VdM Plotting Inner Workings

This section will discuss everythin related to the inner workings of the plotting tools. It will go over the problem it tries to solve and how it solves it. Next, a deeper look at how all the moving parts are interconnected will be given. Finally, the section will end with a discussion on how the plotting tools should evolve in the future as well as provide the example promised in the Creating a new plugin section of the quickstart.

The Problem 

The creation of plots is a very common task in data analysis. However, every plotting script has to do a lot of work that is not directly related to the actual plotting. This includes things like:

Reading the data to memory: With the current results folder structure, parsing all the folders, reading the data and storing it in memory is a lot of work. This is especially true if the data is stored in multiple files.
Iterating over all the necessary data: Normally, one needs to iterate ovar some fits, corrections and detectors before even starting to plot. This is a lot of boilerplate code that is not directly related to the actual plotting. This, in turn, makes the code harder to read and understand and makes it more likely to contain bugs.
Code dupilication: Since the last 2 points are so common, it is very likely that the same code will be written over and over again.

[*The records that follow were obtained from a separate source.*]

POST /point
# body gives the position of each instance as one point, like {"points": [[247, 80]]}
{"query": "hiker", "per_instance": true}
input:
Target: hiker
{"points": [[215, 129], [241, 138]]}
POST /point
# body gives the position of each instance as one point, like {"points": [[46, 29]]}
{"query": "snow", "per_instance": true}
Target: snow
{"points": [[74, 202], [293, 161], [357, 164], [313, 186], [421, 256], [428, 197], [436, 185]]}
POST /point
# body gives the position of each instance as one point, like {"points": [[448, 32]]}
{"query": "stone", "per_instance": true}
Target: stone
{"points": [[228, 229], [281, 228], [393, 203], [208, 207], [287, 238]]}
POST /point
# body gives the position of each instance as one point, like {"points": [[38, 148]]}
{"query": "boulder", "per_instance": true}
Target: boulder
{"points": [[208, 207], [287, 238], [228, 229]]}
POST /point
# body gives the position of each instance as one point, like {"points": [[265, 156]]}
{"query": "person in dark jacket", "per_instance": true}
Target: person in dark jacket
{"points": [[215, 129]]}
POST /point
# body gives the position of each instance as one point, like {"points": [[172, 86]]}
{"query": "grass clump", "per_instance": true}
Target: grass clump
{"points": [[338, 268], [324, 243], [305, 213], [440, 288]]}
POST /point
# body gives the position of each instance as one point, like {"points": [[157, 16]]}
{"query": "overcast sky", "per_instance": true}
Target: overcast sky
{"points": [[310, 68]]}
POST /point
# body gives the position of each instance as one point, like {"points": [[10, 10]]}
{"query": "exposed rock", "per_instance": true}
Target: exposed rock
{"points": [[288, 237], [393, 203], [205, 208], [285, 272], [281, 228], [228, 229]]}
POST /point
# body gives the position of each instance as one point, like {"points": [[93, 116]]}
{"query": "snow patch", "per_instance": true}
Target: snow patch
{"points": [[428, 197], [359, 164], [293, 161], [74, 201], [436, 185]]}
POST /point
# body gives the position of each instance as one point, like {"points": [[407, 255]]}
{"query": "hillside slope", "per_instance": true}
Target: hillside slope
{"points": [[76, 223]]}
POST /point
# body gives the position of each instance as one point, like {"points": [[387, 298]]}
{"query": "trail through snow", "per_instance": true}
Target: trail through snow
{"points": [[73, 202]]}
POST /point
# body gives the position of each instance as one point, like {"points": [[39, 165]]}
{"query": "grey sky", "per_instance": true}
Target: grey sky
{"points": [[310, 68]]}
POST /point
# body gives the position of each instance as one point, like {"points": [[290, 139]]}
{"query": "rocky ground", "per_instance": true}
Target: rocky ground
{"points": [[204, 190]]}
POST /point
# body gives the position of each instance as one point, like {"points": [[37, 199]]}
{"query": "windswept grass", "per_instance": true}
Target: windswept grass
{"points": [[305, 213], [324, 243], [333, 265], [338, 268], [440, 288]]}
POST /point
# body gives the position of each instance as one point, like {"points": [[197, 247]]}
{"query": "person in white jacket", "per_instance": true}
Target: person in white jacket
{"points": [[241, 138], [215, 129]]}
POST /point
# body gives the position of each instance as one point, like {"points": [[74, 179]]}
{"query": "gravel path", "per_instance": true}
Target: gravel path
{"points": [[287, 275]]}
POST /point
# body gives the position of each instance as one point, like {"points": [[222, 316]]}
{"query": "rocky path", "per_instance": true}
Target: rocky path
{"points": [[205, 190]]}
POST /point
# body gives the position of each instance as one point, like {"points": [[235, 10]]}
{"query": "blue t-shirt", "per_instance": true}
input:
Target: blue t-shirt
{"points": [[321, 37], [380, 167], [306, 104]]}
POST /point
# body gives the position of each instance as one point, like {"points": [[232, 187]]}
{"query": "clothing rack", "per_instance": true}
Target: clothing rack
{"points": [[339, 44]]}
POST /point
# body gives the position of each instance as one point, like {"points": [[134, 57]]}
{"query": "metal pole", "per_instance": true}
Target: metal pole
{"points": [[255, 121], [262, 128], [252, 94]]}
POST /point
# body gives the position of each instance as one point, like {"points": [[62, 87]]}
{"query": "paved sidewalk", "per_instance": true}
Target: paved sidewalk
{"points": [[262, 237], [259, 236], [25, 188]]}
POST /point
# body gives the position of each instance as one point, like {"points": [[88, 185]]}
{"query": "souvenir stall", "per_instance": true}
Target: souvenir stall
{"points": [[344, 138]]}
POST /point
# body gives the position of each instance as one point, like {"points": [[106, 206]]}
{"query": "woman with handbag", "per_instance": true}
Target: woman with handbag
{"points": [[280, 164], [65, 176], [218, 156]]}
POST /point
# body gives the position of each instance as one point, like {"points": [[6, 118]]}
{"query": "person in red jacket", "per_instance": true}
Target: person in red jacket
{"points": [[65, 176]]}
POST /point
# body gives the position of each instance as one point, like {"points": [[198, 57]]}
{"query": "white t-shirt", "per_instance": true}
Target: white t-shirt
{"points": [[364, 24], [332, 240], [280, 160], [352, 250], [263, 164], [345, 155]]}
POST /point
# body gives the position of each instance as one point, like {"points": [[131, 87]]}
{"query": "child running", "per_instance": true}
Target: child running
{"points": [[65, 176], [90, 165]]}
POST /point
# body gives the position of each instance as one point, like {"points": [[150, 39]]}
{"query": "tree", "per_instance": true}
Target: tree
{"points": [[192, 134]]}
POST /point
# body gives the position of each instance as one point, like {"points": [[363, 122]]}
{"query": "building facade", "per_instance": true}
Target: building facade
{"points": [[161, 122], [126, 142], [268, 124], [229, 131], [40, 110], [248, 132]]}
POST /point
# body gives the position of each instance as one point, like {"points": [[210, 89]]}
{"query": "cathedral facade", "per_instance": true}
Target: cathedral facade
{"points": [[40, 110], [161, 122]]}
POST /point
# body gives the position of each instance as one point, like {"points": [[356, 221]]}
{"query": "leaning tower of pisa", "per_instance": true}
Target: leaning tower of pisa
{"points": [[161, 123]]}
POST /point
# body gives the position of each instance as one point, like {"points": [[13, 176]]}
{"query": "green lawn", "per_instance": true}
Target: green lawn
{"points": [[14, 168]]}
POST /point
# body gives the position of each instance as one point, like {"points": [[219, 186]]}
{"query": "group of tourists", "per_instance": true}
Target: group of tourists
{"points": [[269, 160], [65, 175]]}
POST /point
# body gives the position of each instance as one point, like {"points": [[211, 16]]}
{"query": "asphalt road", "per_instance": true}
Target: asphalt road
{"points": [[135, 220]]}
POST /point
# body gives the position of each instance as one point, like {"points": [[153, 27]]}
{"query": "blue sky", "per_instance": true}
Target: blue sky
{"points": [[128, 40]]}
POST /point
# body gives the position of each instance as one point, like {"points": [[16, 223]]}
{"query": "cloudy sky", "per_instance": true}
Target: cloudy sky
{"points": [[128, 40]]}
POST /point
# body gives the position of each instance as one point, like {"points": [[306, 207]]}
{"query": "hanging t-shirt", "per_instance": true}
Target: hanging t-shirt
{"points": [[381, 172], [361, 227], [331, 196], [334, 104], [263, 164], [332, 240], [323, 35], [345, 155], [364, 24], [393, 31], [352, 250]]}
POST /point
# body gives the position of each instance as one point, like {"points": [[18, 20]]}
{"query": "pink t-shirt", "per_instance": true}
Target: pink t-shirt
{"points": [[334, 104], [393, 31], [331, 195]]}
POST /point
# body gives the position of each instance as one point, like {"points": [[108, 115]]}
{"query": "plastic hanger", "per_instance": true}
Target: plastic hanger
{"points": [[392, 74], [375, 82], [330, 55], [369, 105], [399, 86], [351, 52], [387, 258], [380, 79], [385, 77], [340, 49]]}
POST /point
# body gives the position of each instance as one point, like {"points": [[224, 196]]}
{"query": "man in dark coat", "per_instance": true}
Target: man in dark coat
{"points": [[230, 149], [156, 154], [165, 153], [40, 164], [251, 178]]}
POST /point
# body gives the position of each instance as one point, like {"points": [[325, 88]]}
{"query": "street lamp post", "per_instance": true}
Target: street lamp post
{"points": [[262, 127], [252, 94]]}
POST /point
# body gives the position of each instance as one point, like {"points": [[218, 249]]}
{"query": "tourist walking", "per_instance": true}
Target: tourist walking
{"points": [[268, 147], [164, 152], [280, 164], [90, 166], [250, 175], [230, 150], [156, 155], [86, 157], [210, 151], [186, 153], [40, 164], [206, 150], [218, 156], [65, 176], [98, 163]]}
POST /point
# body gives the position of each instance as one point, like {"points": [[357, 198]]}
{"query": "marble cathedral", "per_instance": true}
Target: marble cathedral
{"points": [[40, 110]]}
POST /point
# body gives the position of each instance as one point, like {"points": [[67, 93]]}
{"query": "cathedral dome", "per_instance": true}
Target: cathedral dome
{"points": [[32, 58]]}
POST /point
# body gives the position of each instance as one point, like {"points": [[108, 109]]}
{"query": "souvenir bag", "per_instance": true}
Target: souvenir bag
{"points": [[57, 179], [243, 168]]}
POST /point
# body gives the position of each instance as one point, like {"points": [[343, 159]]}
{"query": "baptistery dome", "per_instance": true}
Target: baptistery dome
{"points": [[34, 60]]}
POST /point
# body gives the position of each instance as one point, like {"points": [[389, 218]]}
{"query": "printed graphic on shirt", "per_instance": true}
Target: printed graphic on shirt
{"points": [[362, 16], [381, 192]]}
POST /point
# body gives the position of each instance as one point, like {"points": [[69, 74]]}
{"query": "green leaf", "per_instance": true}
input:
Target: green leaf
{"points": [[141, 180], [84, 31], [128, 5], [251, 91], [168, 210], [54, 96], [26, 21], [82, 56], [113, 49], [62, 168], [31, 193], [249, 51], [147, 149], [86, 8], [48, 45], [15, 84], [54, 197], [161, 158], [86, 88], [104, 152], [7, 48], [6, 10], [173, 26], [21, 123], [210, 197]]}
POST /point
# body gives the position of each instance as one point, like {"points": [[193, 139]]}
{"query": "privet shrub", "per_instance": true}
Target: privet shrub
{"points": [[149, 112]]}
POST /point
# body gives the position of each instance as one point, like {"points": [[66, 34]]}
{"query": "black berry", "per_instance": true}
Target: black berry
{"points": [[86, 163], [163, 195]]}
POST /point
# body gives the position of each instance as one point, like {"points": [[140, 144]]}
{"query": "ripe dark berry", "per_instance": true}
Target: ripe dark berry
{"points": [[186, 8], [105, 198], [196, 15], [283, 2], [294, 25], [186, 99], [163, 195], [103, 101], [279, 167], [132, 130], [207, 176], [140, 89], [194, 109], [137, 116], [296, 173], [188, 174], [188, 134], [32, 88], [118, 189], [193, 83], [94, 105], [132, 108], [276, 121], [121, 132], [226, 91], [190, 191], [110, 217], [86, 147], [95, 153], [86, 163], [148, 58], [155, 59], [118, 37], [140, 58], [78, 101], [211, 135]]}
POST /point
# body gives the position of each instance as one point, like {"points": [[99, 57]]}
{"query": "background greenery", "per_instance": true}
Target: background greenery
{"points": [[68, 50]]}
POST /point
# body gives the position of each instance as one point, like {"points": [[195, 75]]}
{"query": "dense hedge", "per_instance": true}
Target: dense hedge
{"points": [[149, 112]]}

This is not only a waste of time, but also makes it harder to maintain the code and makes it more likely to contain bugs.

Overall, this makes the analysis of the results a lot harder than it should be

Components of the Solution 

Having understood the problem, we can now look at what a solution should look like. The solution should:

Remove boilerplate code: The solution should remove all the boilerplate code that is not directly related to the actual plotting. This includes reading the data to memory, iterating over the data and so on.
Centralize the plotting code: The solution should encourage the centralization of the plotting code. This means that the plotting code should be in one place and not spread out over multiple files.
Allow for high costumizability: The solution should allow for a high degree of costumizability. This means that the user should be able to change the plotting code to his/her liking without having to change the code of the solution itself.

This is exactly what the plotting tools do!

The Moving Parts 

The implemented solution consists of 3 main parts:

The Plotter: Soul driver of the VdM plotting framework. It takes care of all the boilerplate code that has to do with iterating over the data. This component is ignorant of the actual plotting code and data. Its job is simply to perform the necessary iterations and pass the data to the plotting strategy.
The Plotting Strategy: This component is responsible for the actual plotting. It is the only component that is aware of what the data is and how to plot it. This component indicates to the plotter how it should be used to arrive at the desired plot. This component is also responsible for providing the user with the necessary information to costumize the plot.
The Plot Context: The previous 2 components must be connected somehow. This is done by the plot context. This is a mere container that may be used to establih a communication between the plotter and the plotting strategy. It also serves the porpuse of providing the user an entry point to costumize the plot by providing the necessary via the plot context.

The Plotter 

In more detail, the plotter is responsible for:

Performing all the necessary iterations over the data: Since the plotter is unware of the actual data, it it must ask the plotting strategy for the iterators it should consider.
Allowing the plotting strategy to perform some actions at specific points in the iteration loops: Once again, the plotter only alloes for such actions to be performed. It is up to the strategy to decide whether it wants to perform any actions or not.
Updating the plot context with the current value of every iterator: This is done so that the plotting strategy can access these values and use them for the plot.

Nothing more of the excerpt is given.